In the first two parts of Advertising Seedstock 101, we sat down with Eric Grant, president and general manager of Angus Productions Inc. to learn about the importance of having a professional website and knowing your customers. In part three, we’ll lay out why it is essential to make a plan – and then stick to it.
Just like a reputable seedstock operation is not built overnight, it takes time to put together an effective marketing plan.
Producers first need to set a budget for paid advertising, along with extra costs for development of the ads, like graphic design, video work or audio clips. Once the budget is made, stick to it.
“The problem for most seedstock producers is they only think about selling something when it is imminent — like 45 days from a production sale. Instead of having a steady plan, a lot of money tends to get thrown at last-minute panic buying,” Grant says. “Make a plan, follow the budget, and you’ll be able to focus your attention on other issues as sale day approaches.”
Whether or not you have customer survey data to help determine where to make advertising investments, don’t put all your eggs in one basket. Online campaigns such as newsletters or banner ads with publications are going to hit different demographics than print ads in regional and national agricultural publications. Same with radio.
“Radio advertising can be really effective, depending on what region of the country you are in,” Grant says. “The Corn Belt and High Plains regions tend to perform better than mountain areas.”

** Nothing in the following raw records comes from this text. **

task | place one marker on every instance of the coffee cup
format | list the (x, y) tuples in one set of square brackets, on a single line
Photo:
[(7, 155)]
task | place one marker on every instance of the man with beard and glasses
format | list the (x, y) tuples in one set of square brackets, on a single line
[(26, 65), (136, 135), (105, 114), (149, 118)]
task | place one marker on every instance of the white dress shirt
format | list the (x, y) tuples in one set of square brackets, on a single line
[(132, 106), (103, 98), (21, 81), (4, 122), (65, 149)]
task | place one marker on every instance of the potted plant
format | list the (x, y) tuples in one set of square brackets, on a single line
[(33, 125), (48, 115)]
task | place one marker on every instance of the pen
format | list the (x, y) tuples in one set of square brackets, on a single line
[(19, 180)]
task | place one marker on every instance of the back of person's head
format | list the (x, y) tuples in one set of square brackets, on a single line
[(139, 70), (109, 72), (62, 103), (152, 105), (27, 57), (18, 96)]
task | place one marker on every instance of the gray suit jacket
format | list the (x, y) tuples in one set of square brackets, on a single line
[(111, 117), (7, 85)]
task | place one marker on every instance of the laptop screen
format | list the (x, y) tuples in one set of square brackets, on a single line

Advertising also needs to be looked at as a long-term, continuous plan. Consistency in colors and messages needs to be kept to create familiarity. Operations need to find a color palette that suits their business and incorporate it into all aspects of their image, Grant says, adding that a simple and clean logo is equally essential. Part of a long-term plan also means keeping a presence with customers even when there isn’t anything to sell.
“One of the effective ways people should think about advertising is to connect with customers when they don’t need to buy anything from you. This makes it more about the customers’ experience and staying in the forefront of their minds,” Grant says. “Summer magazines tend to be fairly small for publications, but that is a great time to run something so customers know they are still out there and alive.”
As the sale approaches, it’s go time.
“Start pushing your offering pretty hard about 90 days in advance of sale day,” he says. “This is early enough to start catching people’s attention without them forgetting about you by the time sale day arrives.”